On a table in the den, Christy had put out plates of wraps that she had ordered from the local deli and said, “Everything is all set for you guys.” As the group took their seats on sofas around a coffee table, an awkward silence followed; no one knew exactly how to begin.

Fuld looked at Mack as if to say, It’s your house, you start. Mack imperturbably glared back, You asked for the meeting. It’s your show.

“Well, I’ll kick it off,” Fuld finally said. “I’m not even sure why we’re here, but let’s give it a shot.”

“Maybe there’s nothing to do,” Mack said in frustration as he noticed the discomfort around the room.

“No, no, no,” Fuld hurriedly interjected. “We should talk.”

Fuld began by discussing Neuberger Berman, Lehman’s asset-management business and one of its crown jewels, as an asset that he would be prepared to sell. He also suggested that Morgan might buy Lehman’s headquarters on Seventh Avenue—the same building that had been Morgan Stanley’s until Philip Purcell, the firm’s former CEO, sold it to Lehman after 9/11. The irony would be rich.

“Well,” said Mack, not entirely sure what Fuld was proposing, “there are ways we can, you know, there are ways we can work together.” He wanted to segue the conversation to Lehman’s internal numbers, because even if nothing were going to come of the meeting, it would be helpful to Morgan Stanley to get at least a peek at what was going on inside the firm. The Morgan team began to throw out a barrage of questions: How are things marked? Were you able to sell them inside your marks? How much business has left the firm? McDade ended up doing more of the talking than his boss as he tried to answer them.

McGee, whose driver had gotten lost, finally arrived in the middle of the meeting, and Fuld gave him an anxious glare.

When Fuld’s cell phone started ringing, he excused himself and retreated to the kitchen, leaving the Morgan Stanley side perplexed: Was Lehman working on another deal at the same time?

What they didn’t know was that the caller was Paulson, at his Treasury office, checking on Fuld and updating him on his plans to propose a bill about Fannie and Freddie. Fuld was happy to hear that Paulson was seeking to stabilize the GSEs—he knew such a measure could help him as well.

When Fuld returned to the living room, he unexpectedly broke into the conversation, saying, “You know, with all these rumors going around about Lehman, I would hope that you won’t try to poach any of my people.”

The Morgan Stanley executives were taken aback.

Chammah, a Lebanese-born banker who spent most of his time running Morgan’s operations from London, retorted: “If you recall, you weren’t shy about building your European operation off of our talent.”

The meeting ended with no agreement and what seemed like no incentive to keep talking.

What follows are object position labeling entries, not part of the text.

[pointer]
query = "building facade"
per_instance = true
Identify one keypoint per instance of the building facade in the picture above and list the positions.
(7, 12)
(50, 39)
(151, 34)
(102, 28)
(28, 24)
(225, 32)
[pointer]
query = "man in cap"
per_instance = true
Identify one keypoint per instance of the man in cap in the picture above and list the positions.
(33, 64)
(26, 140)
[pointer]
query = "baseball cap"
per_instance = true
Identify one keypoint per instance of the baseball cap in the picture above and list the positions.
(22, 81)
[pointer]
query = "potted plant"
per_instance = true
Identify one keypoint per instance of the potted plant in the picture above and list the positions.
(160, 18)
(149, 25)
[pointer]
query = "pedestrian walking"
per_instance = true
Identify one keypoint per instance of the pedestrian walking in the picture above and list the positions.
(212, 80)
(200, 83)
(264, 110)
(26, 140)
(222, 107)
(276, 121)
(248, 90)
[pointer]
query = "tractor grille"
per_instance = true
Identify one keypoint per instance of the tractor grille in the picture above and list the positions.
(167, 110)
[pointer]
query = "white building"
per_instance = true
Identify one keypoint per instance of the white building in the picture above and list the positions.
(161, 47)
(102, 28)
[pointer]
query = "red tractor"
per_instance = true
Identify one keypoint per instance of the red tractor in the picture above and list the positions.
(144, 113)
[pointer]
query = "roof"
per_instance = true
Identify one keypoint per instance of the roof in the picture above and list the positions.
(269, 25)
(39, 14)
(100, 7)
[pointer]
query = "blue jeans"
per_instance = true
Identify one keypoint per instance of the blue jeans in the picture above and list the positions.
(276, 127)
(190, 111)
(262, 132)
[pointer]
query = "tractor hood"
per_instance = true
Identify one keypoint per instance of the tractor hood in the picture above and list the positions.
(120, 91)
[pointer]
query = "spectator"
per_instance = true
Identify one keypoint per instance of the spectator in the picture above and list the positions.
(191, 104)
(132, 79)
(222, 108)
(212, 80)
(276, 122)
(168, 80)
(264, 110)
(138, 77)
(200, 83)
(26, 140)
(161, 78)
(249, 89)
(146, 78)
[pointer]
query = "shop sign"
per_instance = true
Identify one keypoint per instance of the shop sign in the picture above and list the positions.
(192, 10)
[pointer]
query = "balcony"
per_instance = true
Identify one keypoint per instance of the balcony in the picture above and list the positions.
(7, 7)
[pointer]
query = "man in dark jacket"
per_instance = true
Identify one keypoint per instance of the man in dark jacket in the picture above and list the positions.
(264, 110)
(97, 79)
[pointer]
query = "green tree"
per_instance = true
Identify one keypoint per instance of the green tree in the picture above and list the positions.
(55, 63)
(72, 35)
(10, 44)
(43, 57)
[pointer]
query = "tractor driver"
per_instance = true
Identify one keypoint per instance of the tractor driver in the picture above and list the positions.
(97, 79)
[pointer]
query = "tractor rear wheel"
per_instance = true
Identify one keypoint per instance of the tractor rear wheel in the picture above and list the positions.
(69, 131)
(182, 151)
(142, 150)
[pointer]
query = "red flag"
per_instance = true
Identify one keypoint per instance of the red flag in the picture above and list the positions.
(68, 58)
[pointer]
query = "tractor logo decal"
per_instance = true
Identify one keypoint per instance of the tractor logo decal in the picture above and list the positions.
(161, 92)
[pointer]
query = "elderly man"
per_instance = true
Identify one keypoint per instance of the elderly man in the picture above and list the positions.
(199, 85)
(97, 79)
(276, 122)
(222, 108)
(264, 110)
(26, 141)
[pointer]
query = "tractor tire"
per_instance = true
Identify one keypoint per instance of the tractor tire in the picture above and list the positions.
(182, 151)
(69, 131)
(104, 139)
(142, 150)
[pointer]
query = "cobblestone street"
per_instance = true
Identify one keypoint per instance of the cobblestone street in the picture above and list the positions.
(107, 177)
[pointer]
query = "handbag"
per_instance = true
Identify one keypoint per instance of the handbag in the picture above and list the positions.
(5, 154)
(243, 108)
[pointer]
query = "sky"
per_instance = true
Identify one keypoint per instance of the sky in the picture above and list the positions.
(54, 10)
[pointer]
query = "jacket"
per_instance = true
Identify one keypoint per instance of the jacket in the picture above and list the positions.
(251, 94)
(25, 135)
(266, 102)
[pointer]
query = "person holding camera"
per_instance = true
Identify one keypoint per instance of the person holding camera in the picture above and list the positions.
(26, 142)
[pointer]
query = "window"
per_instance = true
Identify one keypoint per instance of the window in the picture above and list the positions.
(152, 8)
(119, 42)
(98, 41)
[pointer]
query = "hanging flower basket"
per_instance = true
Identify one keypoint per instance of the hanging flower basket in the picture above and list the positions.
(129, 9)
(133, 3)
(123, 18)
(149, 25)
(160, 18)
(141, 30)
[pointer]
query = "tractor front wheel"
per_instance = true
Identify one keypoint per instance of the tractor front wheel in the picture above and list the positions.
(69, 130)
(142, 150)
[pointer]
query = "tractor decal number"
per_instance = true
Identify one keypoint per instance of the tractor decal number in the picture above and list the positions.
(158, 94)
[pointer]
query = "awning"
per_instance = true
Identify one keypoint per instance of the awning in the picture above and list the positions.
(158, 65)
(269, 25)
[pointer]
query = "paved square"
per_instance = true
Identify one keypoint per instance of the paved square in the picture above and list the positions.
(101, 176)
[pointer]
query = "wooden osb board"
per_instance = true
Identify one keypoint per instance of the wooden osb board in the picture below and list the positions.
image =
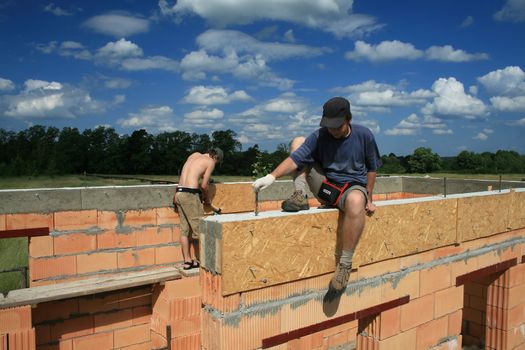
(404, 229)
(483, 216)
(260, 253)
(517, 210)
(232, 198)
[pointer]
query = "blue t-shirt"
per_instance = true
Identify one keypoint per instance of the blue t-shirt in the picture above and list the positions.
(343, 160)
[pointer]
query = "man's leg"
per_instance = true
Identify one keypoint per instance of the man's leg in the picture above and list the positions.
(298, 200)
(352, 227)
(184, 233)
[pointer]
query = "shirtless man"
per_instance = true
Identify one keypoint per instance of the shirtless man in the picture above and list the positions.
(190, 196)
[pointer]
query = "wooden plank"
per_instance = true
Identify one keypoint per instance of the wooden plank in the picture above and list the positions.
(36, 295)
(517, 211)
(264, 252)
(232, 198)
(486, 271)
(482, 216)
(403, 229)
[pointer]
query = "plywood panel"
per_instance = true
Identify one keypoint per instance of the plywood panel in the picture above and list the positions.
(232, 198)
(260, 253)
(483, 216)
(404, 229)
(517, 210)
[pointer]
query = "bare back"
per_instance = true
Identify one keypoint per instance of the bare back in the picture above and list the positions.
(198, 166)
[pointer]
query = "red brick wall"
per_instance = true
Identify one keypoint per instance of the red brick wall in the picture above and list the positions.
(89, 242)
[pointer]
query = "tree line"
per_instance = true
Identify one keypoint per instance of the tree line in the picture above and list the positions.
(41, 150)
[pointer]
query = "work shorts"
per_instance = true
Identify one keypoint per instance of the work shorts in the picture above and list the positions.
(315, 177)
(190, 212)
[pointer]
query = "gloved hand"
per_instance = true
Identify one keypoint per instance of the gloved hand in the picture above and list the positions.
(263, 182)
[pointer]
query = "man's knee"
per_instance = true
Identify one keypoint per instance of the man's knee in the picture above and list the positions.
(355, 203)
(296, 143)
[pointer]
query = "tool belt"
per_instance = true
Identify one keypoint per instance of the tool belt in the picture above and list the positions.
(332, 192)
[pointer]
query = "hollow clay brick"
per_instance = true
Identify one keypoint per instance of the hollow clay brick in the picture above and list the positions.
(94, 341)
(434, 279)
(447, 301)
(131, 335)
(136, 258)
(87, 263)
(167, 216)
(111, 239)
(417, 312)
(75, 220)
(74, 243)
(40, 246)
(44, 268)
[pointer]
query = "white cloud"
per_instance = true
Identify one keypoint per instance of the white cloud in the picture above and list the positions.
(197, 64)
(57, 10)
(117, 24)
(412, 125)
(401, 132)
(6, 85)
(333, 16)
(289, 36)
(373, 94)
(507, 81)
(116, 52)
(117, 83)
(448, 54)
(226, 41)
(395, 50)
(204, 118)
(128, 56)
(384, 51)
(75, 49)
(43, 99)
(467, 22)
(508, 104)
(151, 118)
(512, 11)
(452, 101)
(480, 136)
(210, 95)
(519, 122)
(442, 132)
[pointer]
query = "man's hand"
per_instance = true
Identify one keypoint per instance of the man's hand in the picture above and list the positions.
(370, 208)
(263, 182)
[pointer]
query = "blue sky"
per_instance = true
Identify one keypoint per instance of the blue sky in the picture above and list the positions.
(448, 75)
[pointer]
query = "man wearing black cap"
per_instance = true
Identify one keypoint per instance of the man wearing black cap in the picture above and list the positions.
(338, 162)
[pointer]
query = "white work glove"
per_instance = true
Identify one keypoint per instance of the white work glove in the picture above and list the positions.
(263, 182)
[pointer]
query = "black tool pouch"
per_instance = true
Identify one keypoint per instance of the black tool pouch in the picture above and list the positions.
(331, 193)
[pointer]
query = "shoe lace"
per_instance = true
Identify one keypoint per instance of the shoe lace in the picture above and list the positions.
(298, 195)
(343, 273)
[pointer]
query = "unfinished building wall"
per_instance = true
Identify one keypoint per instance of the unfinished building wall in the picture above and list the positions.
(265, 280)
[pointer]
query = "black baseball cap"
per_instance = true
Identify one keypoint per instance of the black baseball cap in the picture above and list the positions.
(335, 112)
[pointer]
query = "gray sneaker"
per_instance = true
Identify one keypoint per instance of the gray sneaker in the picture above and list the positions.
(341, 275)
(296, 202)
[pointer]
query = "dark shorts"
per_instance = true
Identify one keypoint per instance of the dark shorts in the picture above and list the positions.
(315, 177)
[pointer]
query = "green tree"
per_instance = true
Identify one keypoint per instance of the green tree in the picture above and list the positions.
(391, 165)
(423, 160)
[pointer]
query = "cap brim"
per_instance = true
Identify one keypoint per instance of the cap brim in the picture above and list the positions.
(332, 122)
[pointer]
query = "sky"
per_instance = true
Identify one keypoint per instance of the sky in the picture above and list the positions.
(449, 75)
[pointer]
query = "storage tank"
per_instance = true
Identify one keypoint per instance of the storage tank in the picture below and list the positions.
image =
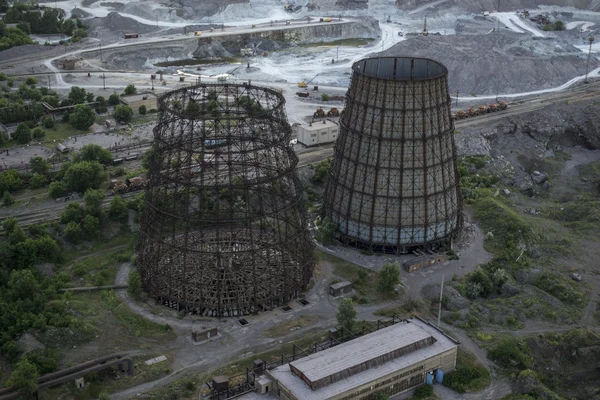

“What the fuck was that all about?” Mack asked after the Lehman executives departed. “Was he offering to merge with us?”

“This is delusional,” Gorman said. Taubman had other worries. Maybe they were being used to help Lehman goose its stock price? “We’re playing with fire here,” he warned them. “If I were their guys, I’d want to put my own spin on this.”

Fuld, discouraged but undeterred, drove from Mack ’s house to Lehman’s headquarters in Manhattan, racing down the Henry Hudson Parkway. He had scheduled a call with Tim Geithner for that Saturday afternoon. His outside lawyer, Rodgin Cohen, chairman of Sullivan & Cromwell, had recently suggested a new idea to help stabilize the firm: to voluntarily turn itself into a bank holding company. The move, Cohen had explained to Fuld, “would give Lehman access to the discount window indefinitely, just like Citigroup or JP Morgan have.” That, in turn, could take some of the pressure off investors worried about the firm’s future. It would also mean that Lehman would become regulated by the Federal Reserve of New York, which would have to sign off on the plan.

Cohen, a sixty-four-year-old mild-mannered mandarin from West Virginia, was one of the most influential and yet least well-known people on Wall Street. While soft-spoken and small in physical stature, he had the ear of virtually all the banking CEOs and regulators in the country, having been involved in nearly every major banking transaction of the last three decades. Geithner often relied on him to understand the Federal Reserve’s own powers.